Note: For user experience, we control the release frequency. Especially when your product is an app, each large version needs to be re-downloaded. Even the iteration that can be updated automatically should also control the frequency.
3. Why is such a Requirement Pool Healthy?
- We should review the requirements as a whole to improve the efficiency of iteration; Although each thing individually is of a very important and urgent level, the requirement will always be larger than our digestion capacity. And with the principle of prioritizing the important things, we must jointly review and select the most important and urgent agency projects so that the iteration can be carried out in the best direction for the whole project.
- We need to explain priorities and project progress to stakeholders, which can improve team transparency, make everyone understand each other, reduce complaints, and improve efficiency.
III. Who Maintains the Requirements Pool?
The maintainer is the product manager, but the data source involves development colleagues and the demand side of different departments. At this time, everyone needs to sit down and review the requirements quickly and efficiently, and in addition, there must be a decision-making leader present to prevent wasting time.
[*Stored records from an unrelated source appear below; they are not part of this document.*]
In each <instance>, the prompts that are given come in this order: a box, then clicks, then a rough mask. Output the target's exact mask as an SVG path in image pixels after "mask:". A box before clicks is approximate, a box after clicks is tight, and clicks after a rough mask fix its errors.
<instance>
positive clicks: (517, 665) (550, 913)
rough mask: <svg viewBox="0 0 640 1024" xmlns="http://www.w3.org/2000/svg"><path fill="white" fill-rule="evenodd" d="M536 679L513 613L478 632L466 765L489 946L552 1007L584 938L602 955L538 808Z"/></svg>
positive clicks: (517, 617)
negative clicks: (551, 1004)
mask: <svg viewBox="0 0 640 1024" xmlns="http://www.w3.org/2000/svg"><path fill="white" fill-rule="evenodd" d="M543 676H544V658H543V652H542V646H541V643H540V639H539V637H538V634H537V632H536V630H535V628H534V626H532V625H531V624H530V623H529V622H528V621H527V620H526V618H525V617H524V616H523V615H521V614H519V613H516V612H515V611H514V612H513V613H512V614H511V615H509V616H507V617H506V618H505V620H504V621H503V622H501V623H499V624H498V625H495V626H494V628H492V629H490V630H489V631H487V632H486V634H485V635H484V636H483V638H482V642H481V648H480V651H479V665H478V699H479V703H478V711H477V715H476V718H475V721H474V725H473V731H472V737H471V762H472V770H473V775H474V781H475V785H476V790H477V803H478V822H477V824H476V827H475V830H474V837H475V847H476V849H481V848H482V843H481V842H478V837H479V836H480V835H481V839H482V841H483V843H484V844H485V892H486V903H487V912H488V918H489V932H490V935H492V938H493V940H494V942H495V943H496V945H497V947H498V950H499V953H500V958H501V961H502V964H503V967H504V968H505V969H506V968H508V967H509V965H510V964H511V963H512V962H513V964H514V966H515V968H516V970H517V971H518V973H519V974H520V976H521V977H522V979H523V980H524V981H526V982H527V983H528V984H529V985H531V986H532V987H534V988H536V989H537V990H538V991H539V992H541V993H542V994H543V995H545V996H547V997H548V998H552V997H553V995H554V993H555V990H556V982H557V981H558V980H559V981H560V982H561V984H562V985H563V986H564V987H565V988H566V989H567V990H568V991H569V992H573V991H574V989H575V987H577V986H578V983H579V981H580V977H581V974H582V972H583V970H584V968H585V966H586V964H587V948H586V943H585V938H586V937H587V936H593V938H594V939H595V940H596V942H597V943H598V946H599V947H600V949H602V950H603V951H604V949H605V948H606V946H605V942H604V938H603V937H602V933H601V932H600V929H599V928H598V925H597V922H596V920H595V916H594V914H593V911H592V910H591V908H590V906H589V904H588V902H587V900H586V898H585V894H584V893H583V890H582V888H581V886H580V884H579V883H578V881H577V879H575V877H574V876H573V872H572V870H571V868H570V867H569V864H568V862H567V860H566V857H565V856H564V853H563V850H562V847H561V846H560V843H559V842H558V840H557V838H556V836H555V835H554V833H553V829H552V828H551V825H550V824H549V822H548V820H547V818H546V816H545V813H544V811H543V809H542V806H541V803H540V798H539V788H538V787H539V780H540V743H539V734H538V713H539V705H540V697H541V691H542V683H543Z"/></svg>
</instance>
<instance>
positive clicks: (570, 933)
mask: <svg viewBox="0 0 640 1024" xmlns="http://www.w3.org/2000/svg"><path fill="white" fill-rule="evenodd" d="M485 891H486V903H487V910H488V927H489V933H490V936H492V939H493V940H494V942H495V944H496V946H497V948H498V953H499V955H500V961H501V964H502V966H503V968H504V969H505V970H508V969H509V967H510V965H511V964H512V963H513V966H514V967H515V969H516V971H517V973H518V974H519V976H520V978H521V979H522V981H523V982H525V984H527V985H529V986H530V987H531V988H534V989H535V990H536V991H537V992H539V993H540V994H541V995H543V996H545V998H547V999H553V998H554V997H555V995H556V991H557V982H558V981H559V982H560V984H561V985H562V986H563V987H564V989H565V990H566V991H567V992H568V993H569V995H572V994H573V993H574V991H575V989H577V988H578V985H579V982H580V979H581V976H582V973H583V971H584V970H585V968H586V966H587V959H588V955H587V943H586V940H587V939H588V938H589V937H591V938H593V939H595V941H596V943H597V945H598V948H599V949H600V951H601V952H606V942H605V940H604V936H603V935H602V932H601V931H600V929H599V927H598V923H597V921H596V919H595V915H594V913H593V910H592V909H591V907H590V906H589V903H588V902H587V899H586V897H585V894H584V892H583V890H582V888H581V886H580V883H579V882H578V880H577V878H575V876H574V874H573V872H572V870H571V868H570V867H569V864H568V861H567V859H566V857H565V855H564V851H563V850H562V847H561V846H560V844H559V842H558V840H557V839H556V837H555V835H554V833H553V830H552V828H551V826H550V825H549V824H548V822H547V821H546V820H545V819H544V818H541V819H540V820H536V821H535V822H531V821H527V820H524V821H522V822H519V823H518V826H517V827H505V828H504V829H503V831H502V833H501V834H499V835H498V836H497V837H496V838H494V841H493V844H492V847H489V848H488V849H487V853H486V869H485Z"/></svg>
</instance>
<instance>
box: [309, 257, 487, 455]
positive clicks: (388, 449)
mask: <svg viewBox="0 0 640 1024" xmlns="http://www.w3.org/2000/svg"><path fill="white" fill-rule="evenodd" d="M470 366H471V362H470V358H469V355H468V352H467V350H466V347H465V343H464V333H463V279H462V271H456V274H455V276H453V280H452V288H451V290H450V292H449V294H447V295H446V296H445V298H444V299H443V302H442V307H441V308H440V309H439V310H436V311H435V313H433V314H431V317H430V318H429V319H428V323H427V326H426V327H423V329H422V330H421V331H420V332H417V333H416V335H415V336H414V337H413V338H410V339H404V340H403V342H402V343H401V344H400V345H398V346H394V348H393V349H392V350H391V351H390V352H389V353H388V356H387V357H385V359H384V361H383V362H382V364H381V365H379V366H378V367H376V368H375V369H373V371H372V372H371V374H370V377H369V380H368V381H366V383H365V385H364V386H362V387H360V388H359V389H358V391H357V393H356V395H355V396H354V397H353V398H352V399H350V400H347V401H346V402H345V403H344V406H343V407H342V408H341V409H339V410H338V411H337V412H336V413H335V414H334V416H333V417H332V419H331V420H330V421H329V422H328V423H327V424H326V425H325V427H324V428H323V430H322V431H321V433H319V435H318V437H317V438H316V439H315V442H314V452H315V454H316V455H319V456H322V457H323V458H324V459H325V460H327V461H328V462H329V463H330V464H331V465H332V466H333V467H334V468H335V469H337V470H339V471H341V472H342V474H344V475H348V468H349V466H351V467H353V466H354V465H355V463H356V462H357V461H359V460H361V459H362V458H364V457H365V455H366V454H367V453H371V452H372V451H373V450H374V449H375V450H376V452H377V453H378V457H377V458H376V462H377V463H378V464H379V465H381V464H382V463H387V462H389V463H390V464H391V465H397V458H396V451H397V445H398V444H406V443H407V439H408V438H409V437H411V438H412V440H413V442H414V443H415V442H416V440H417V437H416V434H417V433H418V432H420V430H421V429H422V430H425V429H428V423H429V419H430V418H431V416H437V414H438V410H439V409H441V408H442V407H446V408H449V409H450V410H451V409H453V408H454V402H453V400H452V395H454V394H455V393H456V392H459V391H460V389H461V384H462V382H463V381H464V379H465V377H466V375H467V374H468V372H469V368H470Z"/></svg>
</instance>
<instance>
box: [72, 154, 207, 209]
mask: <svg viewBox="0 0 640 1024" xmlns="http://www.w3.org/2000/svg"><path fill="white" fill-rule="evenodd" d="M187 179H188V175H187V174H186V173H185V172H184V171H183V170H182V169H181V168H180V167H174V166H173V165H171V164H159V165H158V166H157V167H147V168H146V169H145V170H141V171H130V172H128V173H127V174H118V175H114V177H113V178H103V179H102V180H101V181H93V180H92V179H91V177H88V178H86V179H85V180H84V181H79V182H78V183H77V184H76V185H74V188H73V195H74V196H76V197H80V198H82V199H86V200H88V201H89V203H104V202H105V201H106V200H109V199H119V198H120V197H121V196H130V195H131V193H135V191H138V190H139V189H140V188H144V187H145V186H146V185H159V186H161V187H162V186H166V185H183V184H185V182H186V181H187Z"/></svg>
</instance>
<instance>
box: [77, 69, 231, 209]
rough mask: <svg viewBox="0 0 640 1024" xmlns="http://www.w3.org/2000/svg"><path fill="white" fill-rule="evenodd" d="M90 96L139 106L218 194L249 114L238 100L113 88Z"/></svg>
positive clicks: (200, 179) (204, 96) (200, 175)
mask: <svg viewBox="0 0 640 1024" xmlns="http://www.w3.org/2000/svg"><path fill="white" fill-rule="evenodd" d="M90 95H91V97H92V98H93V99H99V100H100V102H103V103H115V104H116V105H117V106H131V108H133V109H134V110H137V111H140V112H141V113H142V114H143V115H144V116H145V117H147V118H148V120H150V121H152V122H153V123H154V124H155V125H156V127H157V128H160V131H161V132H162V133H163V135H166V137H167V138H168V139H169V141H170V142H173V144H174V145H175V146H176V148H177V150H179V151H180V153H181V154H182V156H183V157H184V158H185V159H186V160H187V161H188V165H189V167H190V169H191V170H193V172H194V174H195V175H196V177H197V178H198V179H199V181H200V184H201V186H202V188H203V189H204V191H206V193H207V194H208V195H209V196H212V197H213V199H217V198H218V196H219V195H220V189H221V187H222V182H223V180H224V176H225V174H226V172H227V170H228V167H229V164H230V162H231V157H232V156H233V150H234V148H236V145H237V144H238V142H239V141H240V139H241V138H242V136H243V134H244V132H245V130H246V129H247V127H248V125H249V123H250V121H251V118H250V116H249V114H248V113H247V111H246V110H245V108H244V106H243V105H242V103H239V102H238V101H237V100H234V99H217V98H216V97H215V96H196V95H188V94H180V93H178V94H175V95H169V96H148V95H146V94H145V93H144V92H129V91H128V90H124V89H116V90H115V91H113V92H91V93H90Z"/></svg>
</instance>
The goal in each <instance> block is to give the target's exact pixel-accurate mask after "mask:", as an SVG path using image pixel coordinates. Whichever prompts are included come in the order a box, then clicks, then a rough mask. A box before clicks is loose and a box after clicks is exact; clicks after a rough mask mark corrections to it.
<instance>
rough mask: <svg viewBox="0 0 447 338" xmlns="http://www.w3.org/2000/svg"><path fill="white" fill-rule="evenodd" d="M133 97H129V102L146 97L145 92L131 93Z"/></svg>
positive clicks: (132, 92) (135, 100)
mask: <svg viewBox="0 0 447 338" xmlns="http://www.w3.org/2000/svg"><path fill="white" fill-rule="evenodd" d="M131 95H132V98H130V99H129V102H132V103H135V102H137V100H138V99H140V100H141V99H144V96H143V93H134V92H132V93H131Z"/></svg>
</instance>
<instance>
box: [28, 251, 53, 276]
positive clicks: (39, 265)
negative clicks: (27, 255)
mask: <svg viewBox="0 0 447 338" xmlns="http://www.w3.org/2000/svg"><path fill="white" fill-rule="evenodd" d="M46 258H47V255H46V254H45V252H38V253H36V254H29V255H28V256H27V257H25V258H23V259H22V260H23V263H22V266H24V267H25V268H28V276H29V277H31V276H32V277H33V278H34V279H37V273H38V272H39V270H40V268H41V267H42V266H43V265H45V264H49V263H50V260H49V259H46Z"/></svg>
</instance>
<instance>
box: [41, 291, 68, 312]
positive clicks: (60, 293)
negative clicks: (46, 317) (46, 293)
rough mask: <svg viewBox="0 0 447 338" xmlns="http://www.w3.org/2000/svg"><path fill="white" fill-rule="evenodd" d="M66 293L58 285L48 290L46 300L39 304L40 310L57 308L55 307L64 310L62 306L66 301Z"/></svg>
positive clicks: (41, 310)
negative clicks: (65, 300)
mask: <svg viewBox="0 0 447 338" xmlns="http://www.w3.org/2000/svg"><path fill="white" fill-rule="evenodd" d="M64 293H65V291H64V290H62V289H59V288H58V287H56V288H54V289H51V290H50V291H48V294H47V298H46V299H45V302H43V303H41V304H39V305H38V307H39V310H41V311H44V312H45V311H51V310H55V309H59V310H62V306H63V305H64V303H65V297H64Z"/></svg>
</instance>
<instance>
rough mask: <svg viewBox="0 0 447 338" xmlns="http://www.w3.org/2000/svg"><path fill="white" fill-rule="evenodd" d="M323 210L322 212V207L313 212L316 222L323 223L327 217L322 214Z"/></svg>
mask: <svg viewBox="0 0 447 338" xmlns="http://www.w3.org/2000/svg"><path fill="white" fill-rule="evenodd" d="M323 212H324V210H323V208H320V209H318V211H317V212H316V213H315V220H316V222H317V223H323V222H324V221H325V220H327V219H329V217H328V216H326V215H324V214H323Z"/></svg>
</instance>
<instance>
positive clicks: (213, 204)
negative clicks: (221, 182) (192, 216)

In front of everyone (especially in front of the leaders), it is also important that we carefully define each requirement again because sometimes the requirement will be cut off by the boss if it is not considered from the perspective of the product as a whole. So never let your development team get caught up in requirements that have not been seriously reviewed and waste time.
The work of a product manager, especially when they reach a certain level and start leading a team, requirement pool = TO DO lists. It is best for the product manager to go through the requirements daily and not let them be abandoned on the table.